“TRIM14”的意思、由来-开放百科全书

TRIM14 acts in cell proliferation, differentiation, morphogenesis, autophagy and in the initiation of the anti-viral immune response by innate immunity.^[3]^[4]^[5]

Overexpression of TRIM14 in mouse embryonic stem cells (mESC) leads to upregulation of several genes (hsp90ab1, prr13, pu.1, tnfrsf13c (baff-r), tnfrsf13b (taci), hlx1, hbp1, junb and pdgfrb) which are involved in early stage differentiation of embryonic stem cells, in the mesodermal layer. The same genes are upregulated in human embryonic kidney cells 293 (HEK293) (except for hlx1, hbp1, junb and pdgfrb). Therefore, TRIM14 regulates gene expression in different cell types by an universal mechanism: interaction with the transcription factors common to TRIM proteins.^[5]^[6] The mouse homologue of TRIM14, the "Pub protein", was shown to interact with transcription factor PU.1 (SPI1) and inhibit its activity.^[7] PU.1 is a transcription factor critical for proliferation and differentiation of myeloid cells and B lymphocytes.^[8]^[9] Hence, TRIM14 (Pub) is likely associated with the regulation of development of the immune cells.

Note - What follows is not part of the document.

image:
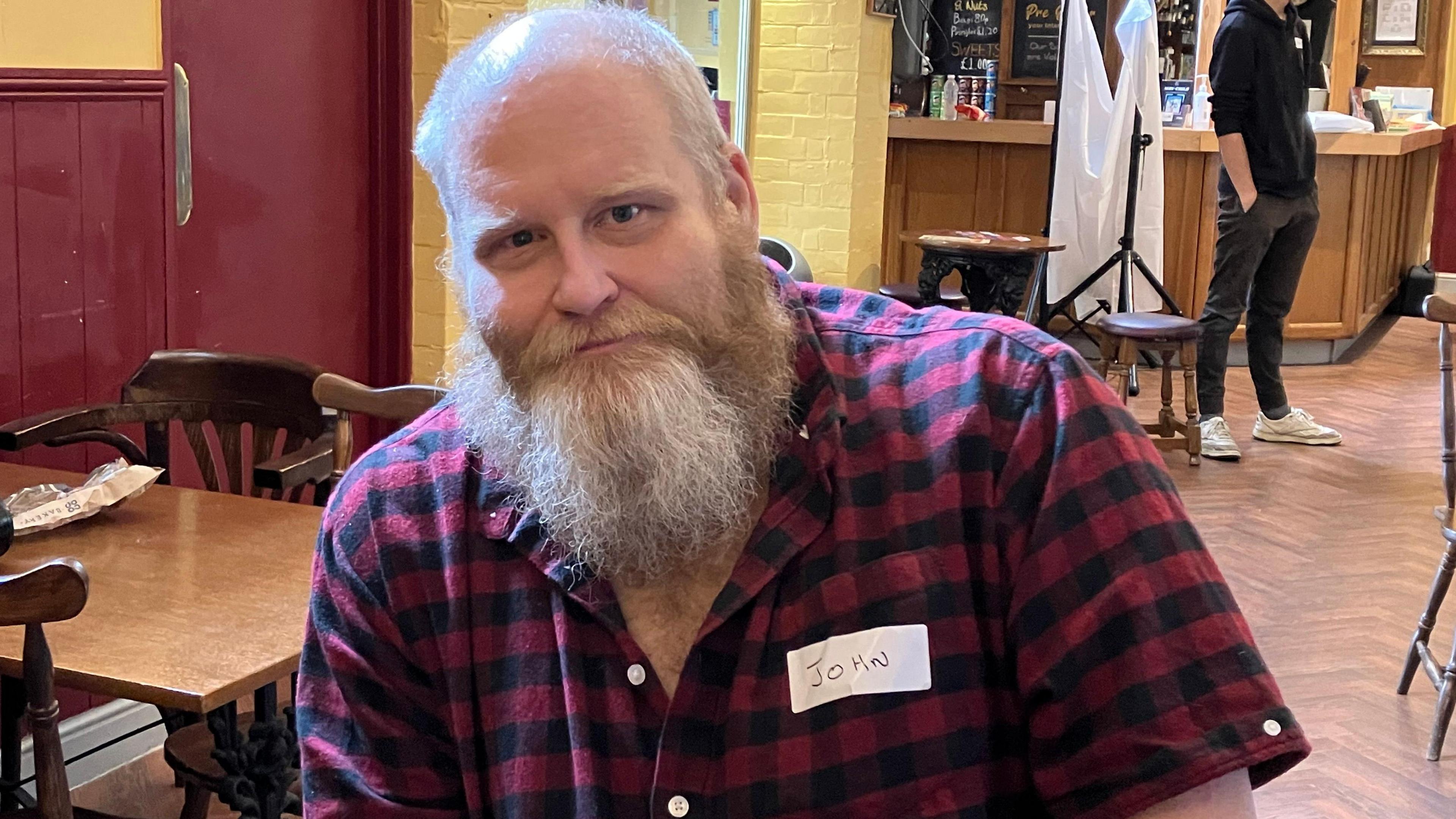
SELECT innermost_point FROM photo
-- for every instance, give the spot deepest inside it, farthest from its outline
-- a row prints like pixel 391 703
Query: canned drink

TRIM14 transfected HEK293 cell show increased transcription of eighteen genes involved in the innate immune system. They are ifna, il6 (ifnb2), isg15, raf-1, NF-kB (nf-kb1, rela, nf-kb2, relb), grb2, grb3-3, traf3ip2, junB, c-myb, pu.1, akt1, tyk2, erk2, and mek2. In the same cells, the stable expression of TRIM14 allowed the suppression of the replication of Sindbis virus.^[3] The influence of TRIM14 on RNA viruses replication was proven in several experiments ^[10]^[11]^[12]^[13] and it was found to be upregulated in viral-infected tissues.^[13]^[14]^[15] Additionally, TRIM14 knockout mice are lethal after herpes simplex virus (HSV) infection.^[4]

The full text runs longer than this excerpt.